Este artigo lança luz sobre um aspecto importante da eclesiologia adventista do sétimo dia, ao examinar o desenvolvimento do seu ministério, desde 1863 até 1881, ano que coincide com a morte de Tiago White. Durante esse tempo formativo, muitos precedentes foram estabelecidos sobre a natureza e o papel do pastor, o relacionamento dele com outros membros da igreja, seu sustento financeiro e a prática da ordenação pastoral entre os adventistas.
Desafios
Dos 51 pastores adventistas ativos entre 1846 e 1863, 14 participaram do reavivamento milerita. Entre os que tinham algum tipo de filiação denominacional, muitos foram ligados a algum ramo do metodismo (14 pastores ou 25%). Esses foram seguidos por crentes filiados a uma das ramificações batistas (dez pastores, ou 19%), incluindo pelo menos um que era batista do sétimo dia.2 Dois grandes líderes do movimento, Tiago White e José Bates, eram pastores ordenados da Igreja Conexão Cristã, ramo do movimento restauracionista comprometido com a volta à pureza da igreja do Novo Testamento. Havia também pelo menos um pastor egresso da Igreja Congregacionalista.3 Os primeiros pastores adventistas do sétimo dia refletiam a vasta diversidade dos antecedentes religiosos e socioeconômicos nos quais o adventismo nasceu.4
Durante o fim dos anos 1850 e início de 1860, líderes como Tiago White enfrentaram dois desafios. O primeiro veio na forma de alguns ministros que argumentavam ser legítimos clérigos adventistas, como pretexto para solicitar doações de insuspeitos membros da igreja. Esses indivíduos eram apenas golpistas. Muitos deles enganaram os primeiros adventistas durante um tempo em que os genuínos pastores cuidavam do próprio sustento ou dependiam da generosidade dos irmãos para ajudar nas despesas de viagens.5
O segundo desafio apareceu na forma de pastores que apostatavam. Assim, Moisés Hull se tornou espírita, B. F. Snook e W. H. Brinkerhorff formaram a ramificação “Partido Marion”. Alguns não apostataram, porém, como J. B. Frisbie, simplesmente desanimaram e renunciaram ao ministério. Tais perdas reduziram o número de pastores adventistas durante os anos 1860.

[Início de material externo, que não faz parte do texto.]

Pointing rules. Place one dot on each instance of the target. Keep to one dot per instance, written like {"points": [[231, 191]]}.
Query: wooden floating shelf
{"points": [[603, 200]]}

Cada situação era extremamente problemática. Uma vez que eles se afastavam, o modelo típico de ação era usar a influência para atrair pessoas que permaneciam na igreja. Esses problemas levaram Tiago White, em 1871, a aconselhar que os membros da igreja checassem as credenciais dos pastores.6
Identidade ministerial
Portanto, a organização da igreja foi decisiva na formação da identidade ministerial nos primórdios do adventismo.7 Os pastores eram credenciados pela Associação local.8 Parte do propósito da Associação era prover um mecanismo para aspirantes ao ministério por meio do qual eles recebiam uma “licença ministerial”.9 Dos aspirantes era esperado tipicamente que estabelecessem congregações. Por volta de 1869, havia suficientes pastores, o que levou ao estabelecimento de dois níveis. Depois de adquirir experiência, o jovem pastor recebia uma “credencial ministerial” junto à ordenação, como prova do reconhecimento de seu chamado ao ministério evangélico.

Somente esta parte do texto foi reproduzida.